At a glance.
- Flaw in Indian education app exposes student and teacher data.
- More on the T-Mobile security incident.
- Cybercriminal arrested for COVID employment benefit fraud.
Flaw in Indian education app exposes student and teacher data.
A cybersecurity researcher has identified a bug in India’s Digital Infrastructure for Knowledge Sharing app (or Diksha), an app that for over a year was leaking private data belonging to millions of Indian students and teachers. Operated by India’s Education Ministry, the app was launched in 2017 and became a primary learning resource during the school closings spurred by the COVID-19 pandemic. A flaw in the cloud server used to store Diksha’s data left the full names, phone numbers, and email addresses of more than 1 million teachers at hundreds of thousands of schools across India exposed to the open internet. Another exposed file revealed 600,000 students’ full names, course details, and partially obscured email addresses and phone numbers. The researcher who detected the leak attempted to alert the Education Ministry but received no response. Wired says it reached out to Deepika Mogilishetty, the chief of policy and partnerships at EkStep, the company that developed Diksha. They also received no response, though the unsecured server was quickly taken offline. It’s worth noting that this isn’t the first time Diksha has been connected to a data leak. In 2022 Hye Jung Han, a researcher at Human Rights Watch, reported that Diksha was tracking student location data and sharing it with Google. Han explained, “What's happening there from a child-rights lens is, you are fulfilling your responsibility to provide free education to every child, but the only type of state education that you're making available is one that inherently violates kids' rights.”
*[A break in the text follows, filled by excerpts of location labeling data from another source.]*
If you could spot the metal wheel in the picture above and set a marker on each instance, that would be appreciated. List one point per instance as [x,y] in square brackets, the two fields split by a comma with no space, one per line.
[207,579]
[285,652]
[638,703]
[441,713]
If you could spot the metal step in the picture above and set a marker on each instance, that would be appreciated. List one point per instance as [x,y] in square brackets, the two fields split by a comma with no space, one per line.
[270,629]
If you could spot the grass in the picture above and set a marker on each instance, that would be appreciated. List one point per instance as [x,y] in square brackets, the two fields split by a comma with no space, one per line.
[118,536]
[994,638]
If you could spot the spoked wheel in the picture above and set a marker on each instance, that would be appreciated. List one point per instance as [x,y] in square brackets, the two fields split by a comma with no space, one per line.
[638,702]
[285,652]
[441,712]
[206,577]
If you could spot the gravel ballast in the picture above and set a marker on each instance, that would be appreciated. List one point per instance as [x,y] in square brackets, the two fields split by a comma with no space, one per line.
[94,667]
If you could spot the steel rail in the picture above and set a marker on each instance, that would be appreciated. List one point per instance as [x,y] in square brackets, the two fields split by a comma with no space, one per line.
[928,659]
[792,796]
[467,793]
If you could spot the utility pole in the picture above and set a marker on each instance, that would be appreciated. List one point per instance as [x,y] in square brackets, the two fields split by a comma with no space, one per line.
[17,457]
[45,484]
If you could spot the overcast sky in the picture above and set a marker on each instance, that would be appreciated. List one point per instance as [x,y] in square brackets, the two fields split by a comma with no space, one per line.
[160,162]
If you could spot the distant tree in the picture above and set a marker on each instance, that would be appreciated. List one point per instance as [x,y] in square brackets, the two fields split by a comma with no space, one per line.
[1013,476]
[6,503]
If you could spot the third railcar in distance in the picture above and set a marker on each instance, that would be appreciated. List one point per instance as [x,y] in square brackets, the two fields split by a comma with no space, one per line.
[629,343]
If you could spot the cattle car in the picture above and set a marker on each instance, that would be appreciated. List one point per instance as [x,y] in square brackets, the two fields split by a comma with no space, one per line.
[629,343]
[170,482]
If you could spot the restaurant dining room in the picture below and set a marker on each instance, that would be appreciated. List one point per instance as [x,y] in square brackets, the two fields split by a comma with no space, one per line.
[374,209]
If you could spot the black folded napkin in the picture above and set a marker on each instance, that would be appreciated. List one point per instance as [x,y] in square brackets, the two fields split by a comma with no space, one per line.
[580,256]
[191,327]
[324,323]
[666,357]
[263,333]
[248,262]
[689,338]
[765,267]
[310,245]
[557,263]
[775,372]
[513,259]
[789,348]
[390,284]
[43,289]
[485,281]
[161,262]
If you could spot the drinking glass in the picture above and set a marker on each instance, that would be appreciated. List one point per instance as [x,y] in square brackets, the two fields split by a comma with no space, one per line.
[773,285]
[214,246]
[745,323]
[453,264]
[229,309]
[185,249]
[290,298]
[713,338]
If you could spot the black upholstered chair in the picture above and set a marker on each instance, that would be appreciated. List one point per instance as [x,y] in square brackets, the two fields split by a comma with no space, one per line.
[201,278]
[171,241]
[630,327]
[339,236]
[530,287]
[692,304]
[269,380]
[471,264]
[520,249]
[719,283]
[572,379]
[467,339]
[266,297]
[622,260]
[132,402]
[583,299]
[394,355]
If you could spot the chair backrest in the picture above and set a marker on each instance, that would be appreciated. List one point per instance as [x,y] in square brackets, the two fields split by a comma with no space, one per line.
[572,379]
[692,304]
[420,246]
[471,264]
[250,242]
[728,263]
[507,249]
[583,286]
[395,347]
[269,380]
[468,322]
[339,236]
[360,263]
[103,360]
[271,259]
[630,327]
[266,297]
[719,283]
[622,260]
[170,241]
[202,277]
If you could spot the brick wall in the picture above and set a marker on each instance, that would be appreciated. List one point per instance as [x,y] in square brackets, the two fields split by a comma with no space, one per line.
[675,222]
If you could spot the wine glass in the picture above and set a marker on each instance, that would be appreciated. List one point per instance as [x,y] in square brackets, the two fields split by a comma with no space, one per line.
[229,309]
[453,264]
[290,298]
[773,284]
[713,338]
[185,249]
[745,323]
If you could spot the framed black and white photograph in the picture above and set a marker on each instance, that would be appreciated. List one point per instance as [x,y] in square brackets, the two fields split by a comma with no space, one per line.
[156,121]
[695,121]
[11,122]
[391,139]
More on the T-Mobile security incident.
As we saw last week, wireless giant T-Mobile suffered a breach that exposed the data of approximately 37 million customer accounts. Several media outlets labeled the incident an “attack” and compared it to several previous incidents where the mobile carrier was targeted by threat actors, one of which resulted in class action lawsuits against the company. However, the Desk clarifies that the breach wasn’t an attack in the conventional definition, but rather the exploitation of an application programming interface (API), which are intentionally left available to developers to access certain parts of the site. Yes, a bad actor abused this API, but some experts say calling the incident a hack or attack is misleading, and changes the conversation. T-Mobile hasn’t disclosed why customer data were available through an API, and although there are a number of above-board explanations – for instance, social-media based authentication for access to customer service, or external sales efforts – identifying the incident as what it was, an API exploitation, is important in determining why it happened and how to prevent it from happening again. Call it a hack if you will, but this is a “hack” in the sense of a life-hack, as in, let me show you how to extend the range of your wireless car key, not a “hack” in the sense of deploying malware.
Cybercriminal arrested for COVID employment benefit fraud.
For cybercriminals, the pandemic is the gift that keeps on giving. The US Attorney for the Central District of California reports that a man residing in Orange County yesterday pled guilty to stealing the identities of two dozen victims in order to fraudulently apply for over $1.2 million in COVID-19 pandemic unemployment insurance benefits. Nhan Hoang Pham obtained the personal identifying information of people living in California, Texas, and Michigan and used it to submit online applications to the California Employment Development Department (EDD), which coordinates the state’s unemployment insurance program, and had the benefits placed on debit cards routed to an address which he controlled. Pham attempted to steal approximately $1,255,350 through the fraudulent applications, of which he received approximately $408,496. Pham will face a statutory maximum sentence of 30 years in federal prison.